AB: One of the fallouts of not setting healthy boundaries is trauma, and this can spill over into future relationships. It's like, imagine you're carrying a backpack and this trauma just weighs things down. So it could be trust issues, it could be the fear of commitment, it could just be an old wound that never actually quite healed. But all these things affect your connection with other people. Healing past trauma is the first step towards having lighter, more fulfilling and deeper relationships. I have been lucky enough to talk to a number of people who've given me some incredible advice. One thing which has come up again and again has been journaling. Journaling for trauma. We did a podcast— ‘Releasing Emotional Triggers and Traumas.’ Please watch this clip by Bushra Khan.

Bushra Khan: Practise mindfulness. Do grounding exercises, self love exercises. Positive affirmations like “I’m safe, I’m enough”. Journaling really helps too, journal your emotions and your thoughts. When you start journaling your thoughts and your emotions, you will see exactly the same way. Your life is a mirror. Whatever is showing up is because it's happening inside. Meditation is a really amazing exercise. Becoming more self aware of your body through meditation helps as well. We understand where the pain is, what we are feeling, what we are going through. Lastly, I would say practise forgiveness. Once you start going into your trauma, you will see who hurt you, where it's coming from. You can use this trauma as a positive thing. You can say, okay, fine, if this is my life, this is my journey and this trauma was teaching me something, what would be the lesson? What can I learn from it? How can I evolve? How can I grow from it? So using it positively and then basically forgiving the person who created this. So forgiving them and forgiving yourself and just taking the lesson from it and growing.

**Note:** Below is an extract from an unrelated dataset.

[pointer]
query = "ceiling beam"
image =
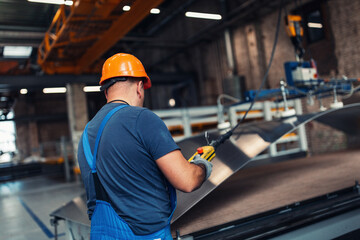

AB: I'm going to give you my cheat sheet to build strong relationships, I'm going to give you two quick exercises. The first one is called mirror neuron activation. And this is when you can connect with someone. These are exercises to activate their mirror neurons, mirroring that person's actions. It encourages relationships, deep relationships. And of course, you have to look at empathy and communication as well. But this is a great place to start. So the second exercise is neurochemically balancing. So if you do meaningful activities with someone, if you share a hobby or you have really meaningful conversations, that will help you form deep, joyous bonds. So I have friends with whom I do art. You know, we go to art exhibitions together. That is a passion that I share. If a friend shares it, it forms a deep bond. I have to stress one thing before I go. Your most important relationship in your life is with yourself. You have to look at yourself and the relationship that you have with yourself, with compassion and with understanding. You will only be able to form relationships with others when you allow yourself to feel, to heal and to seek help when you need it. I hope you found some great insights. I hope we managed to help you and I hope you learned something new today. And I really hope we can help you lead a healthier, happier, more hopeful life. See you soon.